Skip to content

Refactor CoffeeBeanPersister

Priority: 🟠 HIGH Status: Planning Related QA Analysis: qa-analysis-overview.md

Problem Statement

Service/Crawler/Persistance/CoffeeBeanPersister.php:52 has excessive complexity:

Violations

  • Method: processCoffeeBeanFromDTO()
  • Cyclomatic Complexity: 14/10 (40% over threshold)
  • NPath Complexity: 308/250 (23% over threshold)

Impact

  • Data Quality: Critical path for crawler data ingestion
  • Bug Risk: Complex persistence logic is fragile and error-prone
  • Maintainability: Difficult to understand and modify
  • Testing: Hard to test all execution paths
  • Mixed Concerns: Likely mixing validation, transformation, and persistence

Guideline Violations

  • SOLID - Single Responsibility Principle: Method doing too much
  • Separation of Concerns: Business logic mixed with persistence

Current Issues

Based on method name and complexity, processCoffeeBeanFromDTO() likely handles:

  1. DTO validation
  2. Data transformation (DTO → Entity)
  3. Business rule validation
  4. Relationship handling (roaster, variety, region, etc.)
  5. Duplicate detection
  6. Entity creation or update logic
  7. Persistence orchestration
  8. Error handling
  9. Possibly logging/auditing

Root Cause Analysis

High complexity likely from:

  • Multiple conditional paths for create vs update
  • Complex relationship resolution
  • Validation logic embedded in method
  • Error handling for various failure scenarios
  • Duplicate detection logic
  • Data transformation rules

Proposed Refactoring Strategy

Step 1: Analyze Current Method

  • Document all operations performed
  • Identify business rules
  • Map conditional branches
  • Find duplication opportunities
  • Review error scenarios

Step 2: Extract Validation Logic

Create dedicated validators:

  • CoffeeBeanDtoValidator - Validate DTO data
  • CoffeeBeanBusinessRules - Business rule validation
  • Keep validation separate from persistence

Step 3: Extract Transformation Logic

Create dedicated transformers:

  • CoffeeBeanDtoToEntityTransformer - DTO → Entity mapping
  • Handle data type conversions
  • Apply transformation rules
  • Keep transformation pure (no side effects)

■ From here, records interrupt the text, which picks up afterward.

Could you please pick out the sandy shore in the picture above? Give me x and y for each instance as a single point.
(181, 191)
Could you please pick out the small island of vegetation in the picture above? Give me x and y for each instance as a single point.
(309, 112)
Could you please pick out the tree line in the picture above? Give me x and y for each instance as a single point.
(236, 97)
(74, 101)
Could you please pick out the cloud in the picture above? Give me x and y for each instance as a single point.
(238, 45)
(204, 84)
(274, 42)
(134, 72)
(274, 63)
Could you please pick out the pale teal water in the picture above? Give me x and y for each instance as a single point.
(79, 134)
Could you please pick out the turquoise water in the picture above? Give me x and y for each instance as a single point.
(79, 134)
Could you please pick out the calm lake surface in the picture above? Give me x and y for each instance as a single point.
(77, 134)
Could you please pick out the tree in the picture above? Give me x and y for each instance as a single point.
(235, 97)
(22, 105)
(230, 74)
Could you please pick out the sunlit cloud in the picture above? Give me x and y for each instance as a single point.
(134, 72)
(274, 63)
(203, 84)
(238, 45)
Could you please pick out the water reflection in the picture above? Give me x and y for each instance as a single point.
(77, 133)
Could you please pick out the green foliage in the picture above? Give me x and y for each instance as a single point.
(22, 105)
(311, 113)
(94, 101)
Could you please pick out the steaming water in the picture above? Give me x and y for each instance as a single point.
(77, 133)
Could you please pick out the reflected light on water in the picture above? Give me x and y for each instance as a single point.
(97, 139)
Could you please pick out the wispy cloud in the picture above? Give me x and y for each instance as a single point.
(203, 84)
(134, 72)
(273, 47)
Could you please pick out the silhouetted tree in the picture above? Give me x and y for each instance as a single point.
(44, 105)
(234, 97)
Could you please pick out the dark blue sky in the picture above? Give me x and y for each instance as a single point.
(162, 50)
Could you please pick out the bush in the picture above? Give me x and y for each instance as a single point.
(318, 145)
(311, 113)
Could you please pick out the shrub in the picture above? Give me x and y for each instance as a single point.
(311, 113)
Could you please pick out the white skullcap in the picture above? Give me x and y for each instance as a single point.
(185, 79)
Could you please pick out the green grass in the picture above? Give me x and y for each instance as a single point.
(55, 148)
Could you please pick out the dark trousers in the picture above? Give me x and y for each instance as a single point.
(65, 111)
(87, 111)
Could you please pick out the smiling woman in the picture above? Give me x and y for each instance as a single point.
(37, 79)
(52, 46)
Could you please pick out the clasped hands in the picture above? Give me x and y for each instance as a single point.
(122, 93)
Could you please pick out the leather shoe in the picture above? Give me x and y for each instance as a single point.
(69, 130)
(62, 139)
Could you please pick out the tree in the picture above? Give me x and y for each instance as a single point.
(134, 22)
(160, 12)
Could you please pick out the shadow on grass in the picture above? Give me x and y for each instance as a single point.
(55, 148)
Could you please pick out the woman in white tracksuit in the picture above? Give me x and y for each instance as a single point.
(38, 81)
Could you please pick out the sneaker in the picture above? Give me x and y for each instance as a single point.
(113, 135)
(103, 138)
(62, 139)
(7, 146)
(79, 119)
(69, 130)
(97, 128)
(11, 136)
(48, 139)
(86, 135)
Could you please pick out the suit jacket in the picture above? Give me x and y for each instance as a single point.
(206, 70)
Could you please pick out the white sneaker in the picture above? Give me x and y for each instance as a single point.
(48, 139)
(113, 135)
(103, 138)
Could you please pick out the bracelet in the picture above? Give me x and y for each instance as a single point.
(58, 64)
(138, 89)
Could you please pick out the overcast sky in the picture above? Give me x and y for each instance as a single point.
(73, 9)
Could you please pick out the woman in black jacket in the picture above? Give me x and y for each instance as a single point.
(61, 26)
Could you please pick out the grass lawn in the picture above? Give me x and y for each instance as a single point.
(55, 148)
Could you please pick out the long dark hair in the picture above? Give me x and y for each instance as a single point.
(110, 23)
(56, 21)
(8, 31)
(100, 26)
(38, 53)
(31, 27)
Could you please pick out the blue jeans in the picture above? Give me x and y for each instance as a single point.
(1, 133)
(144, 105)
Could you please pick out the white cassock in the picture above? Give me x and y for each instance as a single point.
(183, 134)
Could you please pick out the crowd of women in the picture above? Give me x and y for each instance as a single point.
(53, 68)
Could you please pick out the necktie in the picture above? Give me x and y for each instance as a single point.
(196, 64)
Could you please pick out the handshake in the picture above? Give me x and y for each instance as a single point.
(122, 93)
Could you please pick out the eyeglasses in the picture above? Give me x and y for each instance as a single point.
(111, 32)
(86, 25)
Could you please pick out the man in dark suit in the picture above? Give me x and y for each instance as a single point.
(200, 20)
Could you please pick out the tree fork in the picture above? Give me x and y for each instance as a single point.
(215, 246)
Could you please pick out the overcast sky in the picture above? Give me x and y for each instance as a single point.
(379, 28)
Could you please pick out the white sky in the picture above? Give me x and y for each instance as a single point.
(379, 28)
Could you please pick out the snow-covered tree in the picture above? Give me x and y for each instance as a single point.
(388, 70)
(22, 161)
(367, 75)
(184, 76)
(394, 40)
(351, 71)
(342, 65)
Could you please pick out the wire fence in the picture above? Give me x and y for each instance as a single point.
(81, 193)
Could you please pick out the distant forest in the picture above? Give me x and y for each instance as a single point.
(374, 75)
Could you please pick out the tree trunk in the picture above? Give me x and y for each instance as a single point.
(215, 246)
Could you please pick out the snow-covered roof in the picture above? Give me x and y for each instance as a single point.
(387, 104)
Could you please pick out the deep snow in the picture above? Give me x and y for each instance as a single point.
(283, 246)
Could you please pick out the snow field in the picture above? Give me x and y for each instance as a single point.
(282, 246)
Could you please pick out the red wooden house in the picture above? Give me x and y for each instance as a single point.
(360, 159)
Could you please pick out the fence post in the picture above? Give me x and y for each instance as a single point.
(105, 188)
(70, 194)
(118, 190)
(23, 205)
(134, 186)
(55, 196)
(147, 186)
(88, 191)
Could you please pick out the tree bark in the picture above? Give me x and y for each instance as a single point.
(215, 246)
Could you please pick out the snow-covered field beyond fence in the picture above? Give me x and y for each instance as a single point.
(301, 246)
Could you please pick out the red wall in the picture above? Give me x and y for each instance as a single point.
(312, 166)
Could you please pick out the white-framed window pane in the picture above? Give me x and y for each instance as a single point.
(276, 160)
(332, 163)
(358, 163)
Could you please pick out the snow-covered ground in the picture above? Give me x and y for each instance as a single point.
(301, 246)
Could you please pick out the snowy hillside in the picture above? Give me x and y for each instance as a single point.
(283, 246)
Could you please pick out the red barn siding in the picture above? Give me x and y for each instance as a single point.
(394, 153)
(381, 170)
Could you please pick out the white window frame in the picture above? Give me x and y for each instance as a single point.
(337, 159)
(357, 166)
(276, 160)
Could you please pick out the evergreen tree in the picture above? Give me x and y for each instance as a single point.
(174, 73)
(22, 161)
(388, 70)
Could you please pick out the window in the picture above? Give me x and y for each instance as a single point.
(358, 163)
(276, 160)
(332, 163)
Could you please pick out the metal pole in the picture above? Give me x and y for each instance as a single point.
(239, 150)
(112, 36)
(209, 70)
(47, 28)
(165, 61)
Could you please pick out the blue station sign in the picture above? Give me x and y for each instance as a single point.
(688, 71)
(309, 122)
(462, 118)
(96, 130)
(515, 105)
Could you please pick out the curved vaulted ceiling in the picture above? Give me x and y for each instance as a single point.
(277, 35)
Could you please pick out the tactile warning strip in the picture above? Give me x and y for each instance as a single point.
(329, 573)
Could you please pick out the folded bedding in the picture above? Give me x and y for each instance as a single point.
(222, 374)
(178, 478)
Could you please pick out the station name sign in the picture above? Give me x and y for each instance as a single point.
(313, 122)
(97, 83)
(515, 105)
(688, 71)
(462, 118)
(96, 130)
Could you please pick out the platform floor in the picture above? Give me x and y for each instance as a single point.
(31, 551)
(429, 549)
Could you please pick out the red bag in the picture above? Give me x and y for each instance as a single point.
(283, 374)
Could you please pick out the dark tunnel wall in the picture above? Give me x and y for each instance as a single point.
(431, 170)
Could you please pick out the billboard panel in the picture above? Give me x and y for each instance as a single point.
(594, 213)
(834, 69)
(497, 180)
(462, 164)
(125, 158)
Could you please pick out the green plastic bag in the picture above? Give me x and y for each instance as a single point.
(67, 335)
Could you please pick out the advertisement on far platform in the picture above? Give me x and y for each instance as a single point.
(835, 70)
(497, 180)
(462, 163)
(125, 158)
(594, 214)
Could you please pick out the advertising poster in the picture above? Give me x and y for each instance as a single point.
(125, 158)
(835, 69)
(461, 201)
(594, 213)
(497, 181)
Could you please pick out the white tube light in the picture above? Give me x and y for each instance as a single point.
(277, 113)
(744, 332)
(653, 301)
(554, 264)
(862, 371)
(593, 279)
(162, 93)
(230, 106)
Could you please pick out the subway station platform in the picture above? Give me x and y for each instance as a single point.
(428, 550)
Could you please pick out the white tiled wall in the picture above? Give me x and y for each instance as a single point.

Step 4: Extract Relationship Resolution

Create relationship resolver:

  • CoffeeBeanRelationshipResolver
  • Resolve roaster, variety, region, etc.
  • Handle relationship creation/lookup
  • Separate concern from main persistence

Step 5: Simplify Persistence Method

Reduce processCoffeeBeanFromDTO() to orchestration:

public function processCoffeeBeanFromDTO(CoffeeBeanDTO $dto): CoffeeBean
{
    // Validate
    $this->validator->validate($dto);

    // Transform
    $entity = $this->transformer->transform($dto);

    // Resolve relationships
    $this->relationshipResolver->resolve($entity, $dto);

    // Check for duplicates
    $existing = $this->duplicateDetector->find($entity);
    if ($existing) {
        return $this->updateExisting($existing, $entity);
    }

    // Persist
    return $this->persist($entity);
}

Step 6: Extract Duplicate Detection

  • CoffeeBeanDuplicateDetector service
  • Clear duplicate detection rules
  • Separate from persistence logic

Success Criteria

  • processCoffeeBeanFromDTO() cyclomatic complexity < 10
  • NPath complexity < 250
  • Method < 30 lines (guideline adherence)
  • Clear separation of concerns:
    • Validation
    • Transformation
    • Relationship resolution
    • Duplicate detection
    • Persistence
  • Improved testability
  • No regression in data quality
  • Better error messages

Testing Strategy

Before Refactoring

  • Add comprehensive integration tests
  • Test all known scenarios:
    • New coffee bean creation
    • Duplicate detection
    • Update existing bean
    • Various DTO variations
    • Error scenarios

After Refactoring

  • Unit test each extracted component
  • Verify integration tests still pass
  • Add tests for edge cases discovered
  • Test error handling paths

Risk Assessment

High Risk:

  • Critical data ingestion path
  • Affects crawler data quality
  • Complex existing logic to preserve
  • Potential for subtle bugs

Mitigation:

  • Comprehensive test coverage first
  • Incremental extraction (one concern at a time)
  • Extensive integration testing
  • Test with production-like data
  • Feature flag new implementation
  • Monitor data quality metrics post-deployment

Estimated Effort

Medium:

  • Method analysis: 0.5 day
  • Test coverage: 1 day
  • Validator extraction: 0.5 day
  • Transformer extraction: 1 day
  • Relationship resolver: 1 day
  • Duplicate detector: 0.5 day
  • Integration & testing: 1.5 days
  • Total: 6 days

Implementation Order

  1. Add test coverage (critical!)
  2. Extract validator (easiest, least risky)
  3. Extract transformer
  4. Extract relationship resolver
  5. Extract duplicate detector
  6. Simplify main method
  7. Comprehensive testing

Dependencies

  • H1: Simplify Domain Entities - CoffeeBean entity refactoring may impact this
    • Consider coordinating if entity gets value objects
    • Transformer may need updates
  • May reveal data quality issues during refactoring
  • Could expose unclear business rules
  • Might find opportunities to improve duplicate detection

Notes

  • This is the PRIMARY data ingestion point for crawler
  • Data quality is paramount - test thoroughly
  • Complex method suggests unclear requirements - may need domain expert input
  • Consider adding data quality metrics/monitoring
  • May discover edge cases not currently handled
  • Refactoring could improve crawler reliability overall